Пока мы шли по улице Независимости, он рассказал мне, что прошлой ночью засиделся допоздна в ирландском пивном баре: выкурил десять косяков, выпил семь кружек пива, а потом играл на бас-гитаре и на гитаре у Пиккио дома…
— А что Гайа? — спросила я.
Он молниеносно повернулся в мою сторону.
— Она что-нибудь говорила тебе?
Теперь я была убеждена: они встречаются.
— Звонил Берти, — сказал Спазимо, едва я переступила порог агентства. В руке он держал картонный стакан с кофе. — Хочешь? Я еще не клал сахар.
— Нет, спасибо. — Я обессиленно свалилась на диван. — Я никогда с этим не покончу…
Спазимо снова уселся за компьютер.
— Почему ты ему не позвонишь?
— Кому?
— Ты прекрасно знаешь, о ком я говорю.
Я взъерошила волосы рукой.
— Я говорила о своей сестре.
— Вот оно что, — вздохнул он.
— Чем занимаешься? — спросила я, чтобы сменить тему.
— Делаю проверку на антивирус и обновляю программное обеспечение, чтобы выяснить производственную организацию фирмы… Да что тебе рассказывать? Тебе на все это наплевать.
Я с трудом поднялась с дивана.
— Ты прав. — Уже на пороге я повернулась и сказала: — Вот уже несколько дней у меня такое чувство, что за мной следят.
Спазимо нахмурился.
— Шутишь?
— Не знаю, это всего лишь ощущение.
— Ты говорила об этом с Бруни?
— Должно быть, это все те же призраки, Лучио. Или я схожу с ума.
Усталость и раздражение не давали мне работать. Чтобы скоротать время, я играла на компьютере, делала набеги в бар, просматривала старые папки с документацией, но в основном весь день надоедала Лучио.
В шесть часов вечера в кафе «Де Парис» меня ждал аперитив с Мэлом, который только что вернулся с Мадридской ярмарки.
Приятно встретиться с другом детства, который знает о тебе кучу вещей. Когда он впервые услышал, как я играю на ударнике, то спросил, с чего это я так обозлена на мир.

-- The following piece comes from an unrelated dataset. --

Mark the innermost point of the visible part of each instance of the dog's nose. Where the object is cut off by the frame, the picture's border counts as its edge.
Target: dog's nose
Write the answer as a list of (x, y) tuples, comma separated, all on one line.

Он знал Аду, и она ему нравилась. Как-то он сказал мне: «Она из тех девушек, которые, пока ты с ними говоришь, смотрят в другую сторону».
— Она просто немного рассеянна, погружена в себя, — оправдывала я ее.
— Я знаю женщин, и, если ее взгляд направлен на то, что видит только она, мужчина чувствует себя кретином, — ответил он.
Мэл знал о моей матери, я долго рассказывала ему о ней на одной из наших посиделок до рассвета с пивом и чипсами, когда мы выходили потные из репетиционного зала, чтобы заглянуть в остерию на улице Фондацца. Его мать умерла, когда ему было десять лет. Вечером, прежде чем умереть, она стала готовить сладости.
— Она чувствовала, что эта ночь будет для нее последней, — сказал он.
Тогда я спросила себя, почему у меня не было такой матери, как у Мэла, которая готовила сладости для своих детей и которая умерла, потому что судьба уготовила ей ужасную болезнь.
Мэл похлопал меня по плечу и заказал джин с лимоном.
— Два, — уточнила я бармену с многочисленными косичками на голове и пирсингом на брови.
— Я познакомился с одной девицей из Мюнхена, сегодня мы с ней встречаемся. Ей двадцать два года, и я уже представляю сцену, когда она меня съест и только косточки выплюнет. Что еще можно ждать от девицы, которая слушает «New Radicals»? — доверительно произнес он.
— Есть люди, которые в двадцать лет намного лучше нас, — возразила я.
— Ты помнишь фильм «Двойственная природа любви»?
Я отрицательно покачала головой.
— Там герой в какой-то момент говорит нечто подобное: «Я не помню, чтобы у тех, кто родился после 1965 года, все было бы на месте. В этом виновата микроволновая печь!»
Мы рассмеялись и подняли бокалы.
— За твое новое увлечение, Мэл. Чтобы оно длилось больше месяца. — В моих словах не было и тени иронии.
Он заглотнул большую порцию джина с лимоном.
— Пусть продолжается, сколько должно продолжаться.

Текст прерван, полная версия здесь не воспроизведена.